## Topic Modeling: LDA
While supervised learning is used when we know the categories we want to produce, unsupervised learning (including topic modeling) is used when we do not know the categories. In topic modeling, documents are not assumed to belong to one topic or category, but simultaneously belong to several topics. The topic distributions also vary over documents.
The workhorse function for the topic model is `LDA`, which stands for Latent Dirichlet Allocation, the technical name for this particular kind of model.
We will now use a dataset that contains the lead paragraph of around 5,000 articles about the economy published in the New York Times between 1980 and 2014. As before, we will preprocess the text using the standard set of techniques.
The number of topics in a topic model is somewhat arbitrary, so you need to play with the number of topics to see if you get anything more meaningful.

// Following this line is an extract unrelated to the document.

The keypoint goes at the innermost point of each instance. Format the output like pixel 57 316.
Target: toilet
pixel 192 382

We start here with 30 topics.
```{r message = FALSE}
library(topicmodels)
# reading data and preparing corpus object
nyt <- read.csv("../data/nytimes.csv", stringsAsFactors = FALSE)
library(quanteda)
nytcorpus <- corpus(nyt$lead_paragraph)
nytdfm <- dfm(nytcorpus, remove=stopwords("english"), verbose=TRUE,
remove_punct=TRUE, remove_numbers=TRUE)
cdfm <- dfm_trim(nytdfm, min_docfreq = 2)
# estimate LDA with K topics
K <- 30
lda <- LDA(cdfm, k = K, method = "Gibbs",
control = list(verbose=25L, seed = 123, burnin = 100, iter = 500))
```
We can use `get_terms` to the top `n` terms from the topic model, and `get_topics` to predict the top `k` topic for each document. This will help us interpret the results of the model.
```{r}
terms <- get_terms(lda, 15)
terms[,1]
topics <- get_topics(lda, 1)
head(topics)
```
Let's take a closer look at some of these topics. To help us interpret the output, we can look at the words associated with each topic and take a random sample of documents highly associated with each topic.
```{r}
# Topic 2
paste(terms[,2], collapse=", ")
sample(nyt$lead_paragraph[topics==2], 1)
# Topic 3
paste(terms[,3], collapse=", ")
sample(nyt$lead_paragraph[topics==3], 1)
# Topic 7
paste(terms[,7], collapse=", ")
sample(nyt$lead_paragraph[topics==7], 1)
# Topic 12
paste(terms[,12], collapse=", ")
sample(nyt$lead_paragraph[topics==12], 1)
```
You will that often some topics do not make much sense. They just capture the remaining cluster of words, and often correspond to stopwords. For example:
```{r}
# Topic 4
paste(terms[,4], collapse=", ")
sample(nyt$lead_paragraph[topics==4], 1)
# Topic 14
paste(terms[,14], collapse=", ")
sample(nyt$lead_paragraph[topics==14], 1)
```
In the case of date with timestamps, looking at the evolution of certain topics over time can also help interpret their meaning. Let's look for example at Topic 2, which appears to be related to the stock market.
```{r}
# Topic 2
paste(terms[,2], collapse=", ")
sample(nyt$lead_paragraph[topics==2], 1)
# add predicted topic to dataset
nyt$pred_topic <- topics
nyt$year <- substr(nyt$datetime, 1, 4) # extract year
# frequency table with articles about stock market, per year
tab <- table(nyt$year[nyt$pred_topic==2])
plot(tab)
```
But we can actually do better than this. LDA is a probabilistic model, which means that for each document, it actually computes a distribution over topics. In other words, each document is considered to be __about a mixture of topics__.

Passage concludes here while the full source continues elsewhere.